On September 22,2010, the inspectors responded to a fire in the 'A' phase intertie transformer in the switchyard, which serves as a connection between the 161-kV and 500-kV switchyards inside the site's protected area. Operators responded by dispatching fire operations personnel to extinguish the fire. Both operating Units were unaffected by the loss of the transformer. The inspectors discussed the event with operations, engineering, and licensee management personnel to gain an understanding of the event and assess follow-up actions. The inspectors reviewed operator actions taken to determine whether they were in accordance with licensee procedures and TS, and reviewed unit and system indications to verify whether actions and system responses were as expected and designed. The inspectors verified that required redundant and independent offsite power supplies to both Units remained operable, and that no safety-related equipment was affected by the fire. The inspectors also independently verified that the licensee had appropriately classified the event in accordance with EPIP-1, "Emergency Plan Classification Matrix," revision 44. The event was appropriately classified as a Notice of Unusual Event for a fire within the protected area lasting more than 15 minutes. The inspectors verified that the licensee's event classification and notifications to local authorities and NRC were performed timely. The inspectors also reviewed the initial licensee notifications to verify that they met the requirements specified in NUREG-1022, "Event Reporting Guidelines." The event was reported to the NRC as EN 46270, and documented in the licensee's CAP as PERs 257350.

b. Findings

No findings were identified .

.3 Unit 2 Condensate Booster Pump Trip and Thermal Power Transient

a. Inspection Scope

On September 28,2010, Unit 2 experienced a loss of one condensate booster pump.

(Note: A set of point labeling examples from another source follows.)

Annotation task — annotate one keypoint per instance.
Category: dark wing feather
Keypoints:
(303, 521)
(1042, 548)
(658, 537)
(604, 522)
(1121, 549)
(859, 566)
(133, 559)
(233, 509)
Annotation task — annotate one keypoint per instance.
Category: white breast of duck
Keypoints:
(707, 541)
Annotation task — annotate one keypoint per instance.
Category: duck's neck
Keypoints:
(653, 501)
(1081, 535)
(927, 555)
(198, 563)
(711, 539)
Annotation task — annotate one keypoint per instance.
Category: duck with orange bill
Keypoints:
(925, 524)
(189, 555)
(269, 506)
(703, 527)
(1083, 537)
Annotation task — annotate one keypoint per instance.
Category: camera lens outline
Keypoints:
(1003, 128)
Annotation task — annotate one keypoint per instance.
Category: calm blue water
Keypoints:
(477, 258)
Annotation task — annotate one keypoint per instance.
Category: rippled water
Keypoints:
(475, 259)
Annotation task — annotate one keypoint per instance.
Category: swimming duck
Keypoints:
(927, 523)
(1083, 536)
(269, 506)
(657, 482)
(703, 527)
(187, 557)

The inspectors discussed the event with operations, engineering, and licensee management personnel to gain an understanding of the event and assess follow-up actions. The inspectors reviewed operator actions taken to determine whether they OAG10001048_00023 were in accordance with licensee procedures and TS, and reviewed unit and system indications to verify whether actions and system responses were as expected and designed. The event was documented in the licensee's CAP as PER 259098.

b. Findings

Introduction.

The inspectors identified a Green non-cited violation of Unit 2 TS 6.8, "Procedures and Programs," for the failure to take prompt action to maintain 10-minute average reactor thermal power less than the licensed power limit of 3455 megawatts thermal (MWt) in response to a transient caused by the loss of a condensate booster pump, as required by station procedures.

Description.

Facility operating license DRP-79 condition 2.(C).1 stated that TVA is authorized to operate the [Unit 2] facility at reactor core power levels not in excess of 3455 MWt. On September 28,2010, Unit 2 operators responded to a condensate booster pump trip by implementing the applicable portion of AOP-S.04, "Condensate or Heater Drains Malfunction," revision 15, section 2.5, "Condensate Booster Pump Trip."

Step 3 of this section of the procedure required operators to monitor reactor power, and reduce turbine load as necessary to maintain 1O-minute average power less than the 3455 MWt limit. Operators noted that average power was above the licensed limit during the transient and allowed the automatic response of the feedwater control system to restore reactor power with no operator actions. The 1O-min average of thermal power was above the licensed limit for 8 minutes beginning 10 minutes after the pump trip, and again for an additional 5-minute period beginning 32 minutes after the pump trip, with no operator action taken to reduce power. Peak 10-minute average power was 3481 MWt, and peak instantaneous power was 3515 MWt.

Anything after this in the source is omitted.